The Conversation dataset stores conversation data, including details about speakers and the content of the conversation. The list of fields and the data type and description of the fields are as follows:

Domain (String) - The domain to which the conversation belongs.
Topic (String) - The topic of the conversation (optional).
Scenario (String) - The scenario in which the conversation takes place (optional).
Prompt (String) - The prompt that initiated the conversation (optional).
Speaker Count (Integer) - The number of speakers involved in the conversation.
Speakers Details (JSON) - Detailed information about the speakers (optional).
Language (String) - The language of the conversation.
Conversation Details (JSON) - The content of the conversation in JSON format (optional).
Machine Translated Conversation (JSON) - The machine-translated version of the conversation (optional).
Unverified Conversation (JSON) - The unverified version of the conversation data (optional).
Conversation Quality Status (String) - The quality status of the conversation, indicating whether it has been checked or remains unchecked.
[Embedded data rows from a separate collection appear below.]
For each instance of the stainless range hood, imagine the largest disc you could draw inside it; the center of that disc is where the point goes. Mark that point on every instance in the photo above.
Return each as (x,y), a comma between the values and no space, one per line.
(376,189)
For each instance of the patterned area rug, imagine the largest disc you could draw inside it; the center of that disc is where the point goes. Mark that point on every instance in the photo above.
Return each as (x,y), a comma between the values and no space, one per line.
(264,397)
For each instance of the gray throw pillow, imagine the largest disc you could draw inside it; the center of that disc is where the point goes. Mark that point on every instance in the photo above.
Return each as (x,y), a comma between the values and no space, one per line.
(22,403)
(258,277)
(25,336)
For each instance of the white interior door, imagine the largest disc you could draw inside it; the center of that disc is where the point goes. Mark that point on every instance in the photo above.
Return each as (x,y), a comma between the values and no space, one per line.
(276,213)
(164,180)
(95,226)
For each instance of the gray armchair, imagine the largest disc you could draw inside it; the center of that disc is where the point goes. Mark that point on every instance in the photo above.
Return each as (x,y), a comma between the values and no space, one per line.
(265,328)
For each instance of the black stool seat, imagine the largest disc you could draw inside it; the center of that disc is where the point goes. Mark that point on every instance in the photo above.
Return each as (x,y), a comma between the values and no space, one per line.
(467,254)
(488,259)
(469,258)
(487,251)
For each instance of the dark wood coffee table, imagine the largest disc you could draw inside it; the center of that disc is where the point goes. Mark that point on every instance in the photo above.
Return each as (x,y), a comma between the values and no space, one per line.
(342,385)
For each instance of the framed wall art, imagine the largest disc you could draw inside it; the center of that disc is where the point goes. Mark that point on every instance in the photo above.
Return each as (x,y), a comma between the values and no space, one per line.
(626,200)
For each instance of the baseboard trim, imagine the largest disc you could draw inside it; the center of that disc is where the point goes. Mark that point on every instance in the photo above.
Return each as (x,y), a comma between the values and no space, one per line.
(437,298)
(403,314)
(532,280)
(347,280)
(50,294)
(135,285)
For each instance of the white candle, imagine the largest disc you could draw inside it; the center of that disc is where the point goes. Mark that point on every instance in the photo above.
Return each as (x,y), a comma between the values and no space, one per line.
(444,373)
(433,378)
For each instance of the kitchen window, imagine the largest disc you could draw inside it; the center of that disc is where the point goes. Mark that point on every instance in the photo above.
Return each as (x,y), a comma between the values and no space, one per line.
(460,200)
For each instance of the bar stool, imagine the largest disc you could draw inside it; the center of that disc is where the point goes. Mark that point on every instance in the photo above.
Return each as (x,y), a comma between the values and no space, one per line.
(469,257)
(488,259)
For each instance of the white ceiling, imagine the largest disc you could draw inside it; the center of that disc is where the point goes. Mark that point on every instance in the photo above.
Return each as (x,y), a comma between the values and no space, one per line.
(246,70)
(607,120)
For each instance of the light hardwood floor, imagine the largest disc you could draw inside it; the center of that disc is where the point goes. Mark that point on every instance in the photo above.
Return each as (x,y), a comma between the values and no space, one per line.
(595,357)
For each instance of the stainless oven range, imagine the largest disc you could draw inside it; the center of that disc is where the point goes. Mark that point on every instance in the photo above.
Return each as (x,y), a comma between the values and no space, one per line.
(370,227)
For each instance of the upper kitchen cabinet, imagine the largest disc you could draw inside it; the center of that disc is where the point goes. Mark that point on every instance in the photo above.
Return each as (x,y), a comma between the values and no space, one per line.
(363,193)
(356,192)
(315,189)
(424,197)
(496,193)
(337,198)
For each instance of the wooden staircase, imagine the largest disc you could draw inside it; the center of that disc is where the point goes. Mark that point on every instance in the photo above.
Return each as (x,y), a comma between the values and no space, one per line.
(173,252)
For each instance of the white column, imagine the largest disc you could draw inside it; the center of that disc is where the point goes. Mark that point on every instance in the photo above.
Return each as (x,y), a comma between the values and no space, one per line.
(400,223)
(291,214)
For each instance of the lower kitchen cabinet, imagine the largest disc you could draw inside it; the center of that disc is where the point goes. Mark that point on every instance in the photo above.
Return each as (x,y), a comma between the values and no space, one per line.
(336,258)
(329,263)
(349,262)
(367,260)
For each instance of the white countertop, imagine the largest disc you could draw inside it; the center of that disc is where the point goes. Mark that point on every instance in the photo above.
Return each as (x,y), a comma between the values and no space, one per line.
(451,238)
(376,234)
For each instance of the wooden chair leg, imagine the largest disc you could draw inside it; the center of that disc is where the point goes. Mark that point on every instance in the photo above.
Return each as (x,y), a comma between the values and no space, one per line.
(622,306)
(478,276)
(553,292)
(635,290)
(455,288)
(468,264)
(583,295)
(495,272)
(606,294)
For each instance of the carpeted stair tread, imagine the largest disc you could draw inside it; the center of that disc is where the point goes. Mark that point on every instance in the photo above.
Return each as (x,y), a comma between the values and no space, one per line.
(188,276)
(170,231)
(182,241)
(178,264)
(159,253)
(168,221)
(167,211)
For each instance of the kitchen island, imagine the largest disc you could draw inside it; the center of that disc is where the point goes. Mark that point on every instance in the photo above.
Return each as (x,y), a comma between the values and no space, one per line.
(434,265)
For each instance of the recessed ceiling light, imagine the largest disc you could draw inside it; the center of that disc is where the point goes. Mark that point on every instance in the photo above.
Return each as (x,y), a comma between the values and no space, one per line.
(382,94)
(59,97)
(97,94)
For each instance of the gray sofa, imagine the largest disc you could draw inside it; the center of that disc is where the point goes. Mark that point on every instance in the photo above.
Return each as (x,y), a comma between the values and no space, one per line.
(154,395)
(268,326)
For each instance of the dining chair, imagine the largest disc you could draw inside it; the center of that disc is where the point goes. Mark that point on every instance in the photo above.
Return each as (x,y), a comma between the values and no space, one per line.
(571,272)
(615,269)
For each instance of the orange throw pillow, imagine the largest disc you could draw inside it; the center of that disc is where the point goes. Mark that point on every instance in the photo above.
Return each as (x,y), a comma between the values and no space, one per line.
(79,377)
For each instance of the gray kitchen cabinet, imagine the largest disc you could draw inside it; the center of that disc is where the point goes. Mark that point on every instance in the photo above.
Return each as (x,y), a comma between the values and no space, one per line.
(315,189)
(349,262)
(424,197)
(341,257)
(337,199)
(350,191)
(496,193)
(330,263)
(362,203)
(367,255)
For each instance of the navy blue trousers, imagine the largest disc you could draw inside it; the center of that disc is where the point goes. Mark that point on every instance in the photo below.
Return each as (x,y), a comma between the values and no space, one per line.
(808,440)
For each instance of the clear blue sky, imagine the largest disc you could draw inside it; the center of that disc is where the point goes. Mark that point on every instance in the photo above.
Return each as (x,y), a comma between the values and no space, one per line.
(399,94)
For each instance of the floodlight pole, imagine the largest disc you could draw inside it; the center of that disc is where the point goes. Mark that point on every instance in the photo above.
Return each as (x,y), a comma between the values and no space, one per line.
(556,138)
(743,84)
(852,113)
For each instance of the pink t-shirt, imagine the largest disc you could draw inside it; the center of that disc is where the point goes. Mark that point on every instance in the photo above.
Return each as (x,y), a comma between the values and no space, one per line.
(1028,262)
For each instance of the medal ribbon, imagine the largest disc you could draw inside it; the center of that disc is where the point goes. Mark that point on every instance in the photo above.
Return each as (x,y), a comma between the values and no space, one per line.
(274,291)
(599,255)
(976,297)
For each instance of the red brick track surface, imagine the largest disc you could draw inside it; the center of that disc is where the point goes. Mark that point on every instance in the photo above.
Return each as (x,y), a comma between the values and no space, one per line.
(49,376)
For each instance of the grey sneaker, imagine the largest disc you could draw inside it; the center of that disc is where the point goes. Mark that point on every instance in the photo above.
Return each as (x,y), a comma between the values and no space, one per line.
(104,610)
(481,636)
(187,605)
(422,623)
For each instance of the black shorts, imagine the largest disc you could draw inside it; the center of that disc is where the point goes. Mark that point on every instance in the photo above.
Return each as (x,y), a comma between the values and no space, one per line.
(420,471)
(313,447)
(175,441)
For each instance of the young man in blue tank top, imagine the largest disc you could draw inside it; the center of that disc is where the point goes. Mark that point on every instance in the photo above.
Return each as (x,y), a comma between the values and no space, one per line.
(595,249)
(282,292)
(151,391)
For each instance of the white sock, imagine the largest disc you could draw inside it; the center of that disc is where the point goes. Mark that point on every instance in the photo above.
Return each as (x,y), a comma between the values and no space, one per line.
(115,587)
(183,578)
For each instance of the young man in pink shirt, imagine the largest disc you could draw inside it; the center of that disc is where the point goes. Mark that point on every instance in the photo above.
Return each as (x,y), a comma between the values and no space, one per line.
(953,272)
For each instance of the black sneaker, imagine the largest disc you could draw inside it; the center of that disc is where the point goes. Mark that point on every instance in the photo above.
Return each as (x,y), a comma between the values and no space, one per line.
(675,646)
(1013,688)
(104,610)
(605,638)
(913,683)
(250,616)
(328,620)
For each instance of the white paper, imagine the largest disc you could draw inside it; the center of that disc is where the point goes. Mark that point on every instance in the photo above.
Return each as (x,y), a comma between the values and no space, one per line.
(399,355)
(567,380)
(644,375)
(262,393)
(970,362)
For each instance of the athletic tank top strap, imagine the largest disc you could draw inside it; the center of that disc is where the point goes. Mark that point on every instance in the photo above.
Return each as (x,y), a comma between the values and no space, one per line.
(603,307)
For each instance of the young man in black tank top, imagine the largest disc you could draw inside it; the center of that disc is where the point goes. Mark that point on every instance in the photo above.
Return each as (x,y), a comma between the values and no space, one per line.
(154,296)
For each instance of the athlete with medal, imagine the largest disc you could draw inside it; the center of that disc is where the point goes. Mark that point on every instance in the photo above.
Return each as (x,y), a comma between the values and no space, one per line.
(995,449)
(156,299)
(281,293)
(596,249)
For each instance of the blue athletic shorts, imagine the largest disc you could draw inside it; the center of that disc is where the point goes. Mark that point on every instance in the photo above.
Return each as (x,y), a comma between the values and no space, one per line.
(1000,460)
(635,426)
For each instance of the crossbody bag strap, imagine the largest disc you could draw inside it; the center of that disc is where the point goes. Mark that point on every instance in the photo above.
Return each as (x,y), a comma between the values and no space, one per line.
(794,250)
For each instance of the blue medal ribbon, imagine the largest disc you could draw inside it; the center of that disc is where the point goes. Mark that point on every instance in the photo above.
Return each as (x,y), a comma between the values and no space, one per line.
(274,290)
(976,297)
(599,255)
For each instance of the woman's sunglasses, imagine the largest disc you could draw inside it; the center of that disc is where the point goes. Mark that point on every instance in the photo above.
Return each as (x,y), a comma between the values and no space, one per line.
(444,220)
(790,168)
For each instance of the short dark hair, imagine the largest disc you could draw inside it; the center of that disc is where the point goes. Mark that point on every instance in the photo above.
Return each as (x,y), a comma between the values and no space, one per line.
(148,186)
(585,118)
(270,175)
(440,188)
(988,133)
Choices include:
- Unchecked
- Clean
- Profane
- Difficult vocabulary
- Ambiguous sentence
- Context incomplete
- Corrupt

`SpeechConversation`

The SpeechConversation dataset stores conversation data derived from speech, including speaker information and transcription details. The list of fields and the data type and description of the fields are as follows:

Domain (String) - The domain of the speech conversation.
Scenario (String) - The scenario in which the speech conversation takes place (optional).
Speaker Count (Integer) - The number of speakers involved in the speech conversation.
Speakers Details (JSON) - Detailed information about the speakers.
Language (String) - The language of the speech conversation.
Transcribed JSON (JSON) - The transcribed conversation data (optional).
Machine Transcribed JSON (JSON) - The machine-transcribed version of the conversation data (optional).
Audio URL (String) - The URL of the audio file associated with the conversation.
Audio Duration (Float) - The length of the audio file in seconds.
Reference Raw Transcript (String) - The plain text transcription used by the speaker (optional).
Prediction JSON (JSON) - The predicted transcription for the implemented models (optional).
Final Transcribed JSON (JSON) - The final version of the transcribed conversation data (optional).